How to disassociate an VSphere host from vCenter: Before performing Emergency Restore, the VSphere host where VDP is running should be disassociated from the vCenter. Do note that you do not need to place the host in Maintenance Mode. The steps to disassociate a host of version 5.0 or above are as follows: - Using the vSphere Client, connect directly to the VSphere host system. - In the left (inventory) panel, click the host. - In the right-hand panel, click Summary. - From the section named Host Management at the bottom right, click Disassociate host from vCenter Server. If using VSphere host version 4.1 or lower, the disassociation has to be done as follows: - Using the vSphere Client, connect directly to the VSphere host system as user having administrator privilege on the host, such as the root user. - In the left (inventory) panel, click the host. - In the right-hand panel, click Local Users & Groups. - Right click the user vpxuser, click Remove. - Click Yes to remove the user. - Restart the Management agents on the VSphere host.
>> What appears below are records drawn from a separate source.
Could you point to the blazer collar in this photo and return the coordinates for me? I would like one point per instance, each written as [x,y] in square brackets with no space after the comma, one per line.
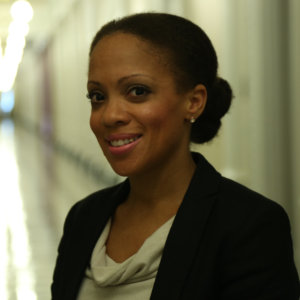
[186,232]
[88,229]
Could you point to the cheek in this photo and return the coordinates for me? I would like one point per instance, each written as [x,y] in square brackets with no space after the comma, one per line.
[94,124]
[155,116]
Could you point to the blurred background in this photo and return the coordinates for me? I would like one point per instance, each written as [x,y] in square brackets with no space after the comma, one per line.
[48,156]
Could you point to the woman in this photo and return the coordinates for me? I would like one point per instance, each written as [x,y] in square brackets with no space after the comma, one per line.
[175,229]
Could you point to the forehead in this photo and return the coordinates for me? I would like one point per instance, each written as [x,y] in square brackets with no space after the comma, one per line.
[127,48]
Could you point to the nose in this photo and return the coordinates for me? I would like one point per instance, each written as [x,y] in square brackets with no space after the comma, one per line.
[114,113]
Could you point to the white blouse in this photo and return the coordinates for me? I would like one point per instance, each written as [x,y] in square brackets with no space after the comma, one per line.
[132,279]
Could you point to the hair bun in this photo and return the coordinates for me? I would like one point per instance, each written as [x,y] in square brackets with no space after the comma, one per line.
[218,103]
[221,96]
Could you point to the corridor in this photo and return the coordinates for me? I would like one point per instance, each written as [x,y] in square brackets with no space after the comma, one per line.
[34,201]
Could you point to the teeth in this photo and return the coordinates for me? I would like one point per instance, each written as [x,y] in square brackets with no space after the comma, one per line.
[119,143]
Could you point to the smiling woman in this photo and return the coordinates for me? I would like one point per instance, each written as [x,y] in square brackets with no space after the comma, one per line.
[175,228]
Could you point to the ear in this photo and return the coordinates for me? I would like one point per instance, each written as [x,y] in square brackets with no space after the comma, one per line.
[196,101]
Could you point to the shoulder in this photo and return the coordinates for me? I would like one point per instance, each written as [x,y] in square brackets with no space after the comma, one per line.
[97,203]
[242,203]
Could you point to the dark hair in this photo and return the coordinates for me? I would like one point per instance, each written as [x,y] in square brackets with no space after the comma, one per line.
[192,58]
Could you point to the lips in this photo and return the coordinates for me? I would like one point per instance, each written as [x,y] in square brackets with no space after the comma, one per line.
[122,143]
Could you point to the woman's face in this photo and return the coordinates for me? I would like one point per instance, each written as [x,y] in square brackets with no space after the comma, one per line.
[137,116]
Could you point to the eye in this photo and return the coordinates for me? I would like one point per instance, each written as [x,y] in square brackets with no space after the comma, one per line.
[95,96]
[139,91]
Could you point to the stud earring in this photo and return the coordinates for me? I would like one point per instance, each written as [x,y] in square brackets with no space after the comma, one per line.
[192,120]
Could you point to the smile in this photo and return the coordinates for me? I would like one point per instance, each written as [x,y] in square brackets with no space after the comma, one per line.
[120,143]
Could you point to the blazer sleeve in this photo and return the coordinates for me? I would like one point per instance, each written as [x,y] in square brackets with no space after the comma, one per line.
[258,258]
[58,283]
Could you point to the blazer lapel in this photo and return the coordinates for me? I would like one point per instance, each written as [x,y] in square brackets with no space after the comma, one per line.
[186,232]
[88,230]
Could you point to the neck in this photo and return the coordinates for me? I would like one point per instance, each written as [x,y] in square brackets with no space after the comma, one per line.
[162,187]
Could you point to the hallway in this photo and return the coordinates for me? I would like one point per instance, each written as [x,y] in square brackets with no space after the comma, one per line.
[34,201]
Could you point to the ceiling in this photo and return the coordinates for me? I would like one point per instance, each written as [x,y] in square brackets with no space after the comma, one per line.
[44,17]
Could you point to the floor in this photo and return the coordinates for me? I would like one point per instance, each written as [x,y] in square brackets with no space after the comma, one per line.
[37,188]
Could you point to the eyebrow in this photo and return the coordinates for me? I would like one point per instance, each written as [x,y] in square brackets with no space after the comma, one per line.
[121,80]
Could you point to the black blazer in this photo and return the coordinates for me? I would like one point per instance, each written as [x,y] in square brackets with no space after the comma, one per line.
[226,242]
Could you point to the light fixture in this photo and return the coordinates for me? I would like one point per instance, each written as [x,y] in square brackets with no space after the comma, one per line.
[22,13]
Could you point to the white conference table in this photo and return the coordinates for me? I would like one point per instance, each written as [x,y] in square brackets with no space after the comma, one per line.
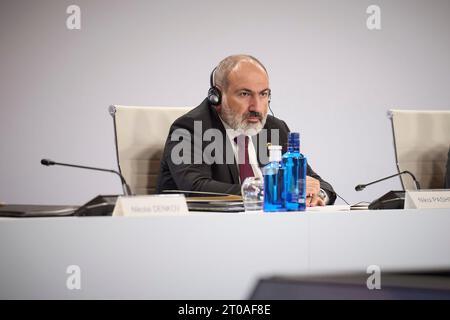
[210,255]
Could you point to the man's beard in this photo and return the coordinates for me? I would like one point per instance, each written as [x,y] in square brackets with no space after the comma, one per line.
[239,123]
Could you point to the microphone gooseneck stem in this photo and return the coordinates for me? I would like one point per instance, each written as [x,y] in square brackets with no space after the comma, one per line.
[125,187]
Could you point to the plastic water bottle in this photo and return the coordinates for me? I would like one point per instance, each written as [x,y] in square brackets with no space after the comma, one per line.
[274,181]
[295,175]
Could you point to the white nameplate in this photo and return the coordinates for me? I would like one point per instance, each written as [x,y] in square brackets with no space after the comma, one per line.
[427,199]
[140,206]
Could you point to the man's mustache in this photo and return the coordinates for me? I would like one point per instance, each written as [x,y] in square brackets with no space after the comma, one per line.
[253,114]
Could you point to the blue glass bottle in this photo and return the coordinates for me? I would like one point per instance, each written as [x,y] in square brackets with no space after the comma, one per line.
[294,175]
[274,181]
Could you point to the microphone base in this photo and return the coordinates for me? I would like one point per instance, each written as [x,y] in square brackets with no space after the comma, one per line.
[390,200]
[99,206]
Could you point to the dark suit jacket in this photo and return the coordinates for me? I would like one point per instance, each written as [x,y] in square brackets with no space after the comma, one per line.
[219,176]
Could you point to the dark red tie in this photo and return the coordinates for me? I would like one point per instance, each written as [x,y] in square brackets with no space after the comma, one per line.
[245,169]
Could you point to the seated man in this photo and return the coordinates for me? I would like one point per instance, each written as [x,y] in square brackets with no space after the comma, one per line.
[236,108]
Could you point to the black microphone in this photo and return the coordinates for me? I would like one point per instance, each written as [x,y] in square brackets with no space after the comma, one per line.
[125,186]
[360,187]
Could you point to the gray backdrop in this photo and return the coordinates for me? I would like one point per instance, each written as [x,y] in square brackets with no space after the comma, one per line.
[332,79]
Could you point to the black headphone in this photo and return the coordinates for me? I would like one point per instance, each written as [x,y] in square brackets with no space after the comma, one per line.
[214,94]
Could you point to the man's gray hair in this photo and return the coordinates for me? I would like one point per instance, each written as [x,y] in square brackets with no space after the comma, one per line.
[225,66]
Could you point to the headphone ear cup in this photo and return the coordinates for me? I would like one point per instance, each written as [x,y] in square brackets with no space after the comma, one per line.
[214,96]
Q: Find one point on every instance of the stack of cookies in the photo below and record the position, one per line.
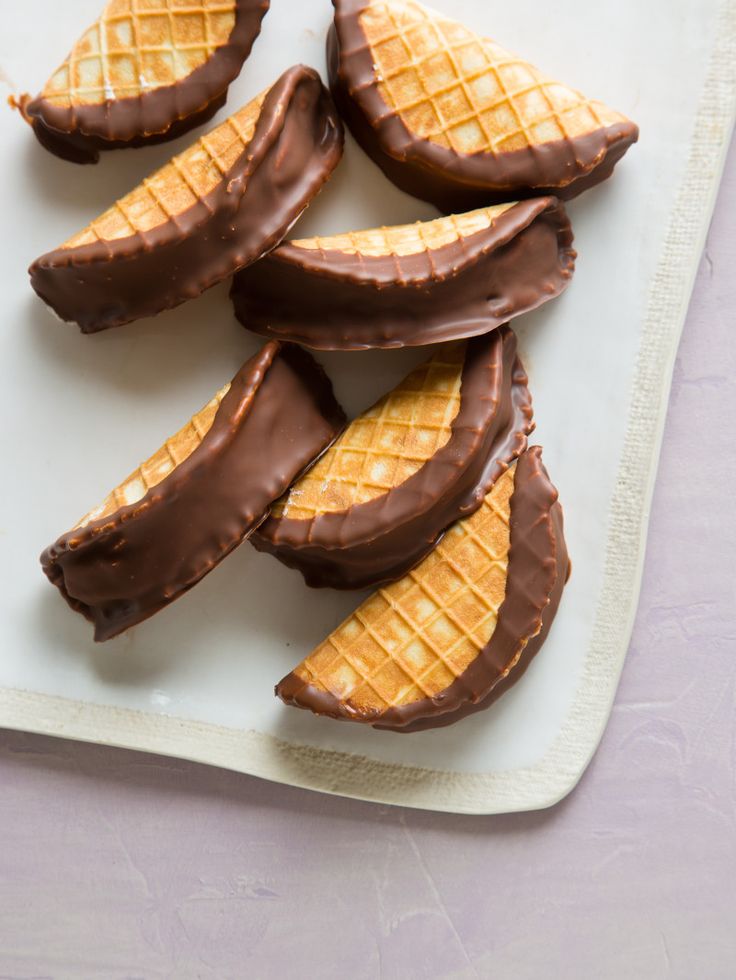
(432, 497)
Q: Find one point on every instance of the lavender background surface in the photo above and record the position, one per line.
(120, 865)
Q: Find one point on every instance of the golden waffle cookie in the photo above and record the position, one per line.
(205, 491)
(385, 445)
(464, 108)
(431, 281)
(438, 640)
(179, 185)
(146, 70)
(406, 469)
(405, 240)
(221, 204)
(137, 46)
(161, 465)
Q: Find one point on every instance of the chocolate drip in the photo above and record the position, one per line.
(296, 145)
(538, 568)
(450, 180)
(277, 417)
(79, 132)
(331, 300)
(379, 541)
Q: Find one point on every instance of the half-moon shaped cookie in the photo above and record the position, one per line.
(455, 119)
(402, 472)
(219, 205)
(143, 73)
(181, 512)
(413, 284)
(457, 631)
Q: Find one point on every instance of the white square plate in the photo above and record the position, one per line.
(80, 412)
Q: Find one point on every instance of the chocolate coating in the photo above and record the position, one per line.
(331, 300)
(454, 181)
(79, 132)
(537, 571)
(379, 541)
(297, 144)
(278, 415)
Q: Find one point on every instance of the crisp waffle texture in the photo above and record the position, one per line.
(412, 639)
(178, 185)
(467, 93)
(140, 45)
(386, 445)
(402, 240)
(162, 464)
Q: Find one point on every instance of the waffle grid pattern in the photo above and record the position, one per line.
(412, 639)
(162, 464)
(465, 92)
(140, 45)
(178, 185)
(403, 240)
(386, 445)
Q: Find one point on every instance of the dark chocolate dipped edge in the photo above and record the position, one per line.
(537, 571)
(79, 133)
(296, 145)
(450, 180)
(379, 541)
(277, 417)
(331, 300)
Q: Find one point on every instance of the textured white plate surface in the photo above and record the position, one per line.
(80, 412)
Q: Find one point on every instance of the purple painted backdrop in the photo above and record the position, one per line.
(118, 865)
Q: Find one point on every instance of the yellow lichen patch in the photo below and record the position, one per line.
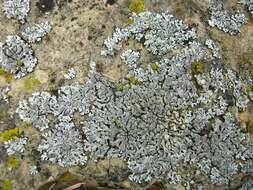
(30, 84)
(19, 63)
(129, 21)
(7, 76)
(136, 6)
(6, 184)
(154, 67)
(121, 87)
(11, 162)
(248, 88)
(132, 81)
(117, 122)
(9, 134)
(197, 67)
(3, 113)
(25, 125)
(250, 128)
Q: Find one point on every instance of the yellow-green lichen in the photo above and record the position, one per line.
(3, 114)
(7, 76)
(136, 6)
(121, 87)
(6, 184)
(9, 134)
(129, 21)
(26, 125)
(117, 122)
(154, 66)
(197, 67)
(11, 162)
(250, 128)
(248, 88)
(19, 63)
(132, 81)
(31, 83)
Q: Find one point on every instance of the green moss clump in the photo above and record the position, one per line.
(30, 84)
(136, 6)
(154, 67)
(7, 76)
(9, 134)
(11, 162)
(6, 184)
(197, 67)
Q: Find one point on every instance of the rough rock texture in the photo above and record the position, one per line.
(144, 107)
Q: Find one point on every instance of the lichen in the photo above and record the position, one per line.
(6, 184)
(136, 6)
(30, 84)
(16, 145)
(225, 21)
(11, 162)
(16, 57)
(197, 67)
(16, 9)
(7, 76)
(159, 122)
(9, 134)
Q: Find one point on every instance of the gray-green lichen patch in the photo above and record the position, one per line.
(160, 119)
(17, 9)
(16, 57)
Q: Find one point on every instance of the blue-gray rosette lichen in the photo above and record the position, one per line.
(178, 112)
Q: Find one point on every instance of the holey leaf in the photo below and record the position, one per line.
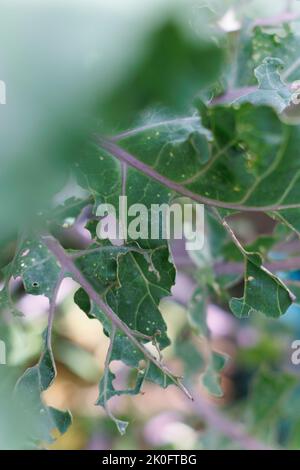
(44, 419)
(254, 157)
(132, 281)
(263, 292)
(271, 90)
(37, 267)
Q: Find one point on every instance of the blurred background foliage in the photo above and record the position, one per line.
(76, 66)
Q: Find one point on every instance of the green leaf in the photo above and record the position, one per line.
(211, 378)
(37, 267)
(263, 292)
(45, 419)
(272, 91)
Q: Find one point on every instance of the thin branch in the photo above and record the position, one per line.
(284, 17)
(154, 125)
(233, 95)
(126, 157)
(220, 423)
(238, 268)
(68, 265)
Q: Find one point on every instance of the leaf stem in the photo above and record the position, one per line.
(68, 266)
(126, 157)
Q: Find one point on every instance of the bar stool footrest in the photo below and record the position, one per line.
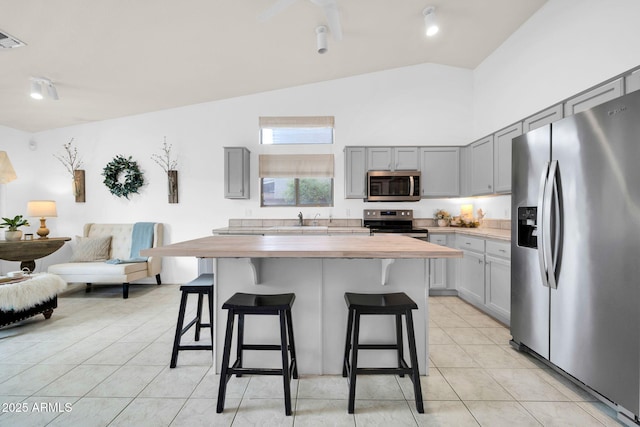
(195, 347)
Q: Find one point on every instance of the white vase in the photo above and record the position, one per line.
(13, 235)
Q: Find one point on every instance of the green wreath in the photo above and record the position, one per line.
(133, 176)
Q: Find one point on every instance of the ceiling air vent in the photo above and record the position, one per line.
(8, 41)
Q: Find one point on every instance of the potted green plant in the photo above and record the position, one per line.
(12, 225)
(442, 216)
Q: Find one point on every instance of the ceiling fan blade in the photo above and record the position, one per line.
(275, 9)
(333, 19)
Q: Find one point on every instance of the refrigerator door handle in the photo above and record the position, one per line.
(554, 216)
(542, 220)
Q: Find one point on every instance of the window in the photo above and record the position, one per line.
(296, 180)
(296, 130)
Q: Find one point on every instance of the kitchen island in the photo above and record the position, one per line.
(319, 270)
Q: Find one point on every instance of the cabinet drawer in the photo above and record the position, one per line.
(470, 243)
(499, 249)
(438, 239)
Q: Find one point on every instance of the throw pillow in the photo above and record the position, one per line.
(90, 249)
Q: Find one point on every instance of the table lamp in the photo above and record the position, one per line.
(42, 209)
(7, 173)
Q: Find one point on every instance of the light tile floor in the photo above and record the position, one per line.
(101, 360)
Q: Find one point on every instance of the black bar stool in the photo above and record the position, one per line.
(246, 304)
(396, 304)
(201, 286)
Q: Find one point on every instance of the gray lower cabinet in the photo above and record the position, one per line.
(498, 280)
(236, 173)
(471, 270)
(440, 167)
(355, 172)
(542, 118)
(593, 97)
(442, 271)
(484, 275)
(502, 157)
(481, 179)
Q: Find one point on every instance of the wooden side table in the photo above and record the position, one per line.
(27, 251)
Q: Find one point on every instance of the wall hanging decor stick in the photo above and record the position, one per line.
(72, 162)
(169, 166)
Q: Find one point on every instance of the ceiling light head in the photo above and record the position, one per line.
(36, 90)
(321, 39)
(38, 85)
(430, 21)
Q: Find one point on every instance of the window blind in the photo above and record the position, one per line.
(297, 122)
(295, 166)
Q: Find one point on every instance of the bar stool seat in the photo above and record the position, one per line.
(395, 304)
(201, 286)
(241, 304)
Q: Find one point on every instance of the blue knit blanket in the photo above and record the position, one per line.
(141, 238)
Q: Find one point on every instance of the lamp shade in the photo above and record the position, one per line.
(42, 208)
(7, 173)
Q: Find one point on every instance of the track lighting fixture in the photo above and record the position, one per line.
(321, 38)
(430, 22)
(38, 85)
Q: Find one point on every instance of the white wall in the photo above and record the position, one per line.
(555, 54)
(420, 105)
(565, 48)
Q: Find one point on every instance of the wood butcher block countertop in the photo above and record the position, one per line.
(379, 246)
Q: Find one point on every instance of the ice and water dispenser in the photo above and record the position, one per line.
(527, 226)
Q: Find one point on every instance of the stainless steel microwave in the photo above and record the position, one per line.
(397, 186)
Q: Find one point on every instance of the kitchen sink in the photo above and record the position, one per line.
(300, 227)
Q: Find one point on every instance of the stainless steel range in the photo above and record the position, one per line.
(393, 221)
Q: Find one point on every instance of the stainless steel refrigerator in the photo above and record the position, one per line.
(575, 279)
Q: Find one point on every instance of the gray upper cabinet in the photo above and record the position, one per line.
(596, 96)
(542, 118)
(465, 171)
(355, 172)
(405, 158)
(236, 173)
(379, 158)
(502, 157)
(392, 158)
(632, 82)
(440, 167)
(481, 179)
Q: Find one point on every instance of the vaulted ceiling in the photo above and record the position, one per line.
(114, 58)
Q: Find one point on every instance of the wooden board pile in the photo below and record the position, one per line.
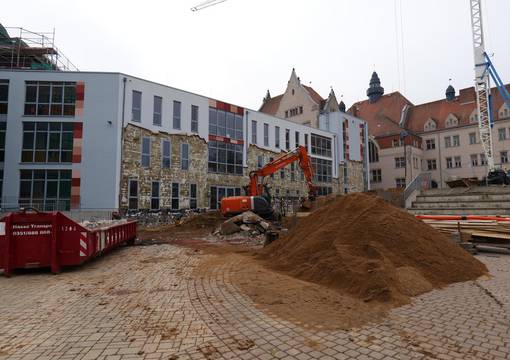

Refer to the below kb article for instructions http://kb.vmware.com/kb/1003490 NOTE: After the restore of the vCenter Server is complete, ensure that the host running the VDP is connected back again to the vCenter Server. Conclusion: In this paper we have looked at the Emergency Restore feature that is available with version 5.5 of vSphere Data Protection. Emergency Restore feature removes the dependency of vCenter server for performing the VM restores and it provides the much needed option of restoring any VM even in case of an outage of the vCenter server or its components. The information in this paper provides VM admins the best practices needed to use this feature and also guidance interms of protecting the vCenter server and its components using VDP.